Before I started, I was freaking out a little. How do you even start something like this? My last round of revisions was much less intensive - trim the fat, add in some new scenes, and make sure everything was consistent. But that was before anyone else had seen it, so naturally my WIP was still a mess.

I decided the very first thing I needed to do was make a list. I thought this would be the best course of action for several reasons:
  1. I love lists.
  2. A list would help me organize my thoughts, and get down all the major revisions I wanted to do in one quick cheat-sheet. That way I could easily reference it as I went to make sure that it all matched up. 
  3. But mostly I just love lists - especially the part where I get to cross things off. (I even sometimes put things on lists that I already have or that I've already done just so that I can cross them off.)
So I headed into my office for an assortment of colorful Sharpies and index cards. We didn't have index cards, but we did have bright pink shimmery envelopes left over from my wedding, which already have our wedding monogram on them (complete with date) and therefore can never be used again, but like a hoarder I refuse to throw them away (even though they were hella cheap) because I am convinced they will come in handy some day - and today they did.

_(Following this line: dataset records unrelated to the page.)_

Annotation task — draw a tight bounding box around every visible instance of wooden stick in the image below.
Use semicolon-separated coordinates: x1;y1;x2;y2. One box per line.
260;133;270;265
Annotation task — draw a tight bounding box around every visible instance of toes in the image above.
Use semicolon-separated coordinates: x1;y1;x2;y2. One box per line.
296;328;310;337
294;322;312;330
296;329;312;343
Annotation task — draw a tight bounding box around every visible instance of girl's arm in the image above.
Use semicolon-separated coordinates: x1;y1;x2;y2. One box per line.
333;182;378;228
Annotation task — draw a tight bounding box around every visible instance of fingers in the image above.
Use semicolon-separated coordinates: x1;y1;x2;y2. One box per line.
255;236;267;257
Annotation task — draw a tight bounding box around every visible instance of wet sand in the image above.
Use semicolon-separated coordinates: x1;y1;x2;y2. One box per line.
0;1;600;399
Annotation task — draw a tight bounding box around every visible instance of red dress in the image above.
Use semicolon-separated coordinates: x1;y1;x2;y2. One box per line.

I used one envelope for plot changes, and one for character changes. I'm going to start with a plot pass, and work my way through the end of the book, cleaning up all the messy ends that don't make sense with my new direction. Then I'll go back through and look at my new character directions and make sure every thing every character says and does matches exactly with their intentions. And hopefully my plan of attack will work and get me a totally, 100% shiny novel by SCBWI-LA. Which is a little less than two months away. 

I better get revising.

So, that's my plan of attack. How do you handle major revisions?


  1. This is about how I would do it -- Lists, lists, lists! I make my lists with little boxes so I can make check marks or (even more fun) giant X marks so I feel accomplished.

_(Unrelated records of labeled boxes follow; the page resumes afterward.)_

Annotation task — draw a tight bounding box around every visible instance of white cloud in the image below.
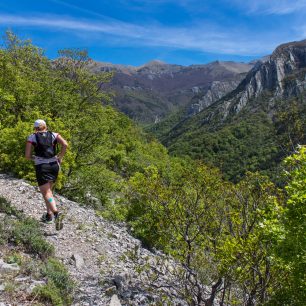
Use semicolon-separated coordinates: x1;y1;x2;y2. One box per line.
230;0;306;15
0;14;296;55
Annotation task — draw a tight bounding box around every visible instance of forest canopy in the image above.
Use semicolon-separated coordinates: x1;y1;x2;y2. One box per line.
0;32;306;306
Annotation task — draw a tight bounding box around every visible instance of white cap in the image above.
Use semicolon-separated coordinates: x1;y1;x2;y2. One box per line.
34;119;47;127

    I actually need to do the exact same thing, too... But first I need to do the whole "other people look at my WiP" part... *cringes*

  2. I love lists. This love also ties in with my other love- stationary! There's nothing quite like scribbling a new list in a brand new notebook to make a stationary addict smile. It makes me feel so snazzy and organised...even if I am just procrastinating.

  3. Great idea. I have the first draft of my ya novel outlined on note cards. Makes things a little easier to know what is going on for rewriting and revising.

  4. sounds like a really good plan!
    i might borrow that idea when i finally finish my first draft and get on to doing the revisions.

  5. oooh - Lists make things so much easier

  6. I'm getting ready to do a major revision on my first MS. I might steal some of your tips because I've yet to figure out how to tackle it.

    Have a lovely weekend!

  7. Sarah - My crit partners helped me so much with my WIP, and continue to help me. Seriously, I know it's scary, but it will change your book for the better. DO IT. (Said with love and encouragement, of course.)

    Sophie - I agree. I spend 95% of my day unorganized, but the list makes me feel accomplished.

    Dawn - Definitely agree, though I never outlined this novel. I'm going to give outlining a try with my next one, though!

    mi - Borrow away!

    Falen - Woot! List lovers unite!

    Karen - I sat on this one for a long time before I finally got into the heavy editing. Being organized is helping a lot!

  8. Those are some really heavy changes, and your plans sound awesome. Good luck!

  9. I have to say that I do not do lists too much but it makes sense with what you're doing. Sometimes with plots I do check-lists so I guess there is a list involved.

    I map things out. However, this is a great plan of attack when it comes to re-editing and fixing a novel. Re-writing entire novels are hard and often times inadvisable, unless there is no hope for the previous.

    It sounds awesome what you're doing and I wish you luck on it. Keep us informed.